As I was clearing out some old piles of paper I came across an article in the Autumn 2005 edition of the now defunct MBA Business magazine. The title is "Start Making Sense" and it's about the jargon we all tend to use:

Read the packaging on any of Ronseal's products, be it Quick Drying Patio Paint or 5-Minute Fence Finish, and you'll find a very reassuring company motto: "Does exactly what it says on the tin".

If only all business communication was so straightforward.

I suppose the obvious thing to say is just: "Amen!"
Still, that's not a particularly new thought, so why I am writing about it in my new blog?

In part, to remind myself that I'm not writing academic papers any more. A certain kind of jargon is a useful shorthand when communicating with people who "know what you mean" but that isn't always appropriate on a blog.

And yet, in part, I have to say that the world will never be so simple. In the magazine article they note how often jargon is a substitute for real thought and knowledge and how many people and companies use it to avoid making tangible commitments. Still, even if we magically made everyone honest and diligent, I cannot see jargon disappearing completely.

I want to blog about communications, particularly internal communications and culture, so there's bound to be some fancy words used now and then.
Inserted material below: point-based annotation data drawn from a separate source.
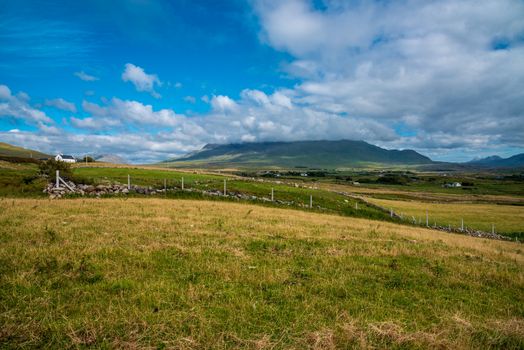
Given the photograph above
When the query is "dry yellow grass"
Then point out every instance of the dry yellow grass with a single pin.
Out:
(506, 218)
(148, 273)
(423, 196)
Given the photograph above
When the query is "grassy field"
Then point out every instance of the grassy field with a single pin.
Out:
(159, 273)
(14, 151)
(21, 180)
(508, 219)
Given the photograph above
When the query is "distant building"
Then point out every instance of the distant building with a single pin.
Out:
(65, 158)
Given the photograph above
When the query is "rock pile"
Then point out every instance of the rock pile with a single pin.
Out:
(98, 190)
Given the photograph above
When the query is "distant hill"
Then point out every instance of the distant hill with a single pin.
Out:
(312, 154)
(7, 150)
(110, 158)
(515, 161)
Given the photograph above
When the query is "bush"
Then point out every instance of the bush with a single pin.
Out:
(49, 168)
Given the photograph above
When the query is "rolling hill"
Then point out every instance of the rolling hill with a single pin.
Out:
(313, 154)
(7, 150)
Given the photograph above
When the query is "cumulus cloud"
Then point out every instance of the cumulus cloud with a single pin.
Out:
(85, 77)
(223, 103)
(17, 107)
(141, 80)
(190, 99)
(62, 104)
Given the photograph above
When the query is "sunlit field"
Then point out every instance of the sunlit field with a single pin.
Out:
(180, 274)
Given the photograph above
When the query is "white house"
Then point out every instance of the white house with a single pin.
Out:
(65, 158)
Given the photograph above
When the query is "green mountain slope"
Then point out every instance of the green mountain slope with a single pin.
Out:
(325, 154)
(516, 161)
(7, 150)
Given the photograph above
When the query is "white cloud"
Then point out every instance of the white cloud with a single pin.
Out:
(140, 79)
(431, 66)
(85, 77)
(95, 123)
(62, 104)
(49, 129)
(190, 99)
(223, 103)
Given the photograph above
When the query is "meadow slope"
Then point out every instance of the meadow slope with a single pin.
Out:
(196, 274)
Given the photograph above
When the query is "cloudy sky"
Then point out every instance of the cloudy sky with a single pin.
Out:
(151, 80)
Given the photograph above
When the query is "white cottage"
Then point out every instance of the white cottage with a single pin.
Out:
(65, 158)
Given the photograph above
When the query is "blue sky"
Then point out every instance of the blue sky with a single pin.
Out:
(150, 80)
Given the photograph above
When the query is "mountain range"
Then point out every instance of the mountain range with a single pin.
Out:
(499, 162)
(312, 154)
(297, 154)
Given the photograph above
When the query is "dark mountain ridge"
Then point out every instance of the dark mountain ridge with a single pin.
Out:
(302, 153)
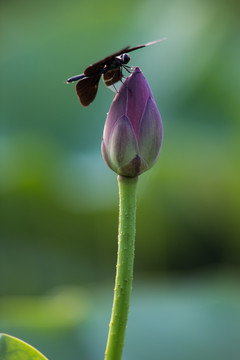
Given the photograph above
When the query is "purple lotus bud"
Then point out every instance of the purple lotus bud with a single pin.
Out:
(132, 136)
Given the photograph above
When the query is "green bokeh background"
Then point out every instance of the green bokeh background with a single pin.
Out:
(59, 201)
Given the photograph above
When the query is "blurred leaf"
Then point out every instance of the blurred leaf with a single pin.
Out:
(12, 348)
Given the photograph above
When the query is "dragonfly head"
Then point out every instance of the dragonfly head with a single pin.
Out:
(125, 58)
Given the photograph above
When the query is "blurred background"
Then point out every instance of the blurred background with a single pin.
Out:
(59, 200)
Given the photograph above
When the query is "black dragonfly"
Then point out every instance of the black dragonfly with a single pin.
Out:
(110, 68)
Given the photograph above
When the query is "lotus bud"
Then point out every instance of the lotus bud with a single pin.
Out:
(133, 132)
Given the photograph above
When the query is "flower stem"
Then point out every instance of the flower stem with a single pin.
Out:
(124, 272)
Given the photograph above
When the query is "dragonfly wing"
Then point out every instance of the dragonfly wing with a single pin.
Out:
(96, 68)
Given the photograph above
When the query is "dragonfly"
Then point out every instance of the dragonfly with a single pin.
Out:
(109, 68)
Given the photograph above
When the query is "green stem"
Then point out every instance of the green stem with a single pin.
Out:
(124, 274)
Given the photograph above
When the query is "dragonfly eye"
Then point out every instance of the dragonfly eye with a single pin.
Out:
(125, 58)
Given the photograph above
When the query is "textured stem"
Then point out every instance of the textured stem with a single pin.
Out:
(124, 273)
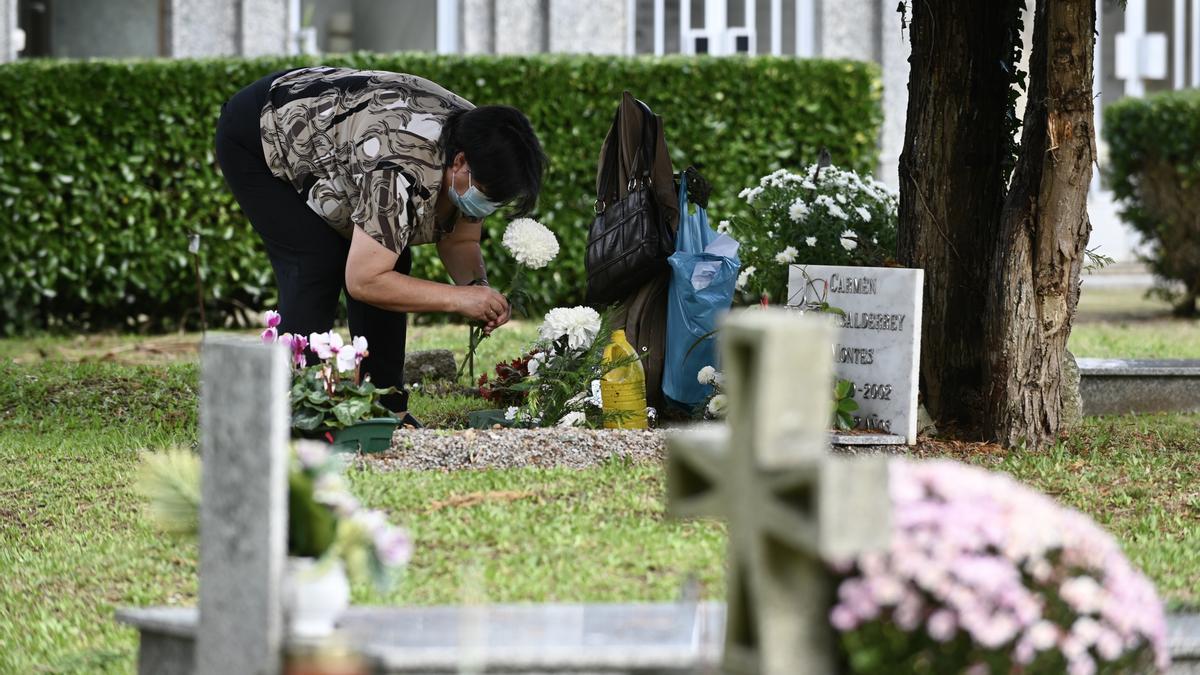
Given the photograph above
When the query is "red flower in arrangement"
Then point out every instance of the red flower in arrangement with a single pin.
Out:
(499, 390)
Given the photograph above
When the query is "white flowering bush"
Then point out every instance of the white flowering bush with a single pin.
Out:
(987, 575)
(827, 216)
(531, 243)
(718, 401)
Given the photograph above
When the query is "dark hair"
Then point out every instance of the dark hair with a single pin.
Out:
(503, 151)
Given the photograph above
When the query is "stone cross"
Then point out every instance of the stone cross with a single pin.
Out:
(789, 503)
(244, 452)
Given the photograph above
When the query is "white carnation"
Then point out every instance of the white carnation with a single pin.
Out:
(798, 210)
(574, 418)
(849, 240)
(579, 324)
(531, 243)
(744, 276)
(787, 256)
(717, 405)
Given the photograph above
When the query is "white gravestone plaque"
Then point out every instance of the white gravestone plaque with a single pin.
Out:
(879, 339)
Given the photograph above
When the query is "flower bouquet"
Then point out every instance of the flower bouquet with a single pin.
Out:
(532, 246)
(987, 575)
(821, 215)
(565, 366)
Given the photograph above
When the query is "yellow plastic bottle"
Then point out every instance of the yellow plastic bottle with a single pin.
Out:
(623, 389)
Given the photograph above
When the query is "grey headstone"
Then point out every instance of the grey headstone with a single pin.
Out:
(202, 28)
(264, 28)
(879, 338)
(478, 27)
(1072, 405)
(436, 365)
(597, 27)
(1133, 386)
(786, 500)
(244, 440)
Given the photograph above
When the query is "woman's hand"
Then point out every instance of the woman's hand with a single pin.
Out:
(481, 304)
(504, 318)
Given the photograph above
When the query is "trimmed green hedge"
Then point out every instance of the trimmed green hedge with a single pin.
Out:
(107, 166)
(1155, 171)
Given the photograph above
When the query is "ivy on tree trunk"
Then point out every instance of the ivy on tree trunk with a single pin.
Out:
(1044, 230)
(1001, 260)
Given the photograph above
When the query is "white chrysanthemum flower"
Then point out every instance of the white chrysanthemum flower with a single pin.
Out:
(574, 418)
(787, 256)
(849, 240)
(744, 276)
(717, 405)
(579, 324)
(798, 210)
(531, 243)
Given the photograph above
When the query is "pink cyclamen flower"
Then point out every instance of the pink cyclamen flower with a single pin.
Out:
(298, 344)
(325, 345)
(347, 359)
(393, 545)
(942, 625)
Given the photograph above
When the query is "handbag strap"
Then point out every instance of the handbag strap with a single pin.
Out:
(643, 163)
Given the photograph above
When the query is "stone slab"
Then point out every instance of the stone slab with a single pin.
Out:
(868, 440)
(879, 338)
(245, 426)
(1129, 386)
(607, 638)
(427, 365)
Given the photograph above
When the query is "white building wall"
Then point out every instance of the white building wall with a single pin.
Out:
(7, 28)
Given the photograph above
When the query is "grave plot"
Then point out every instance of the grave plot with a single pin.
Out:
(791, 508)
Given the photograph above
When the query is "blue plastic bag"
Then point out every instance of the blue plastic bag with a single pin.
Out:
(703, 270)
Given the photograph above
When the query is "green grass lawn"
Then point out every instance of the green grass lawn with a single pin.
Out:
(75, 414)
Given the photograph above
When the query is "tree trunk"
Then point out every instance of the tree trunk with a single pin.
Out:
(953, 174)
(1044, 228)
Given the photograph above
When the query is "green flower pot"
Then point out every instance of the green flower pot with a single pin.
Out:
(367, 436)
(487, 418)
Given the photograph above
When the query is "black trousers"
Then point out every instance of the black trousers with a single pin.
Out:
(309, 257)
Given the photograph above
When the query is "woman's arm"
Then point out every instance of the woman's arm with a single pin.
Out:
(460, 252)
(463, 261)
(371, 279)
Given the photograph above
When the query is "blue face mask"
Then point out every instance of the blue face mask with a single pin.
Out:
(472, 203)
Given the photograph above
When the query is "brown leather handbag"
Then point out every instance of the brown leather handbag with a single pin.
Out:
(629, 240)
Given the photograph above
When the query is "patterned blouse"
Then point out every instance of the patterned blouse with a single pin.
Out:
(363, 148)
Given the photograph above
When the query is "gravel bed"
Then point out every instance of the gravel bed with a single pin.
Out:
(508, 448)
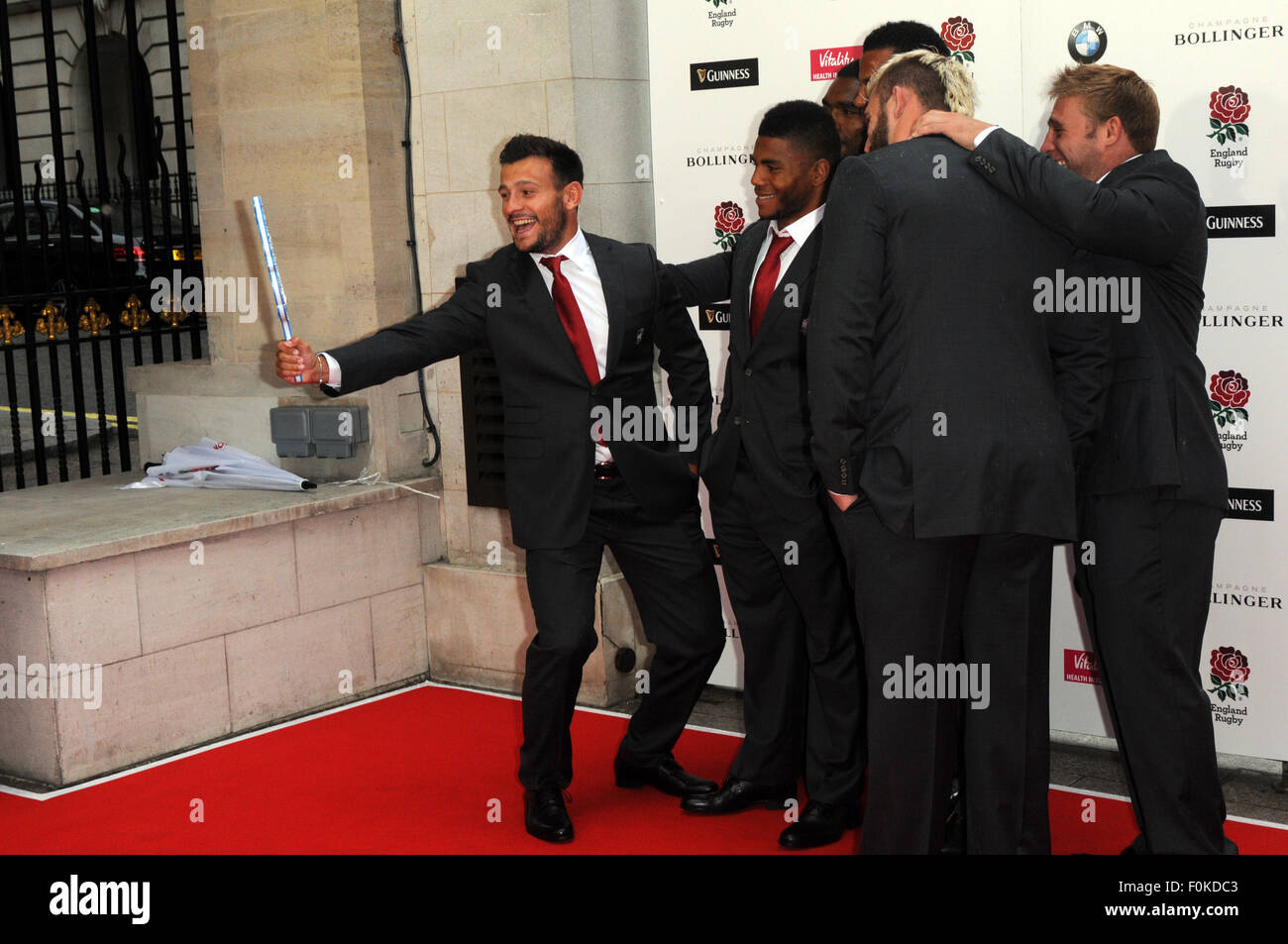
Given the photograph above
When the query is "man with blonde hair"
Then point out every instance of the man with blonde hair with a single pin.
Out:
(945, 447)
(1154, 491)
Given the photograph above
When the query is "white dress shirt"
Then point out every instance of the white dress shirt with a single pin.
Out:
(799, 231)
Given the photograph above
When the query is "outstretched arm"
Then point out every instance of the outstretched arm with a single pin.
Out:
(1146, 218)
(702, 279)
(452, 327)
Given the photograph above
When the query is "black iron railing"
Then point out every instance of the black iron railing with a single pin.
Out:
(84, 248)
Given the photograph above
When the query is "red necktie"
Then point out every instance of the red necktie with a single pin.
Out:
(570, 313)
(767, 278)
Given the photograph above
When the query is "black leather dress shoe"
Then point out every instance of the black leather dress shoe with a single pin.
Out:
(545, 814)
(738, 794)
(819, 824)
(666, 776)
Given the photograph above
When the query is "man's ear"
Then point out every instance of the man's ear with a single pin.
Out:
(819, 170)
(572, 196)
(1112, 132)
(901, 99)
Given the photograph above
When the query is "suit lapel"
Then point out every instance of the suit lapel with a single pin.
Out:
(609, 268)
(532, 290)
(798, 274)
(739, 295)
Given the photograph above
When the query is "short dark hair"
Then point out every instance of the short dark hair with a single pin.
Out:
(807, 125)
(905, 37)
(563, 158)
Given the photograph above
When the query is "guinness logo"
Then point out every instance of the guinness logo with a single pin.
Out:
(1240, 222)
(729, 73)
(1250, 504)
(713, 317)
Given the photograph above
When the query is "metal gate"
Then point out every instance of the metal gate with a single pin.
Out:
(98, 210)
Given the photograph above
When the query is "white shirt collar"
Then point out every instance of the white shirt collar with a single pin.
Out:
(576, 249)
(1113, 168)
(802, 228)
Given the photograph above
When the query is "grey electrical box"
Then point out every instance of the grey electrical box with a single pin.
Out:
(335, 430)
(290, 429)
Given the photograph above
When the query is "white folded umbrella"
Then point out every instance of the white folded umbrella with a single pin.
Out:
(213, 464)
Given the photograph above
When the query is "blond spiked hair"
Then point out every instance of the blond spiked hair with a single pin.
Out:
(938, 81)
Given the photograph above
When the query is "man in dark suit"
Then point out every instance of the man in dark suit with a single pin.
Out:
(848, 116)
(572, 320)
(781, 563)
(943, 408)
(1155, 488)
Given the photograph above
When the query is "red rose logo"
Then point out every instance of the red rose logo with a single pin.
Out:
(1229, 114)
(1229, 672)
(1231, 664)
(729, 218)
(958, 35)
(1229, 104)
(1229, 394)
(729, 223)
(1231, 389)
If you want to be precise about things that everyone has a bit of an idea about, then you need to use less common words sometimes, just to pinpoint what you really mean. And to state another obvious point, jargon is in part a cultural badge. Using the right words lets people know you are "one of them." Every subculture tends to create a shared language and that's part of how jargon comes about.

To aid communication we should try to follow these simple rules:

1) Avoid jargon where possible.

2) If you have to use it, be aware that you are excluding some audiences as well as including some. Ask yourself who those people are and if you mean to treat them in that way.

3) If you are going to use it, be sure you're willing and able to translate into plain English if required.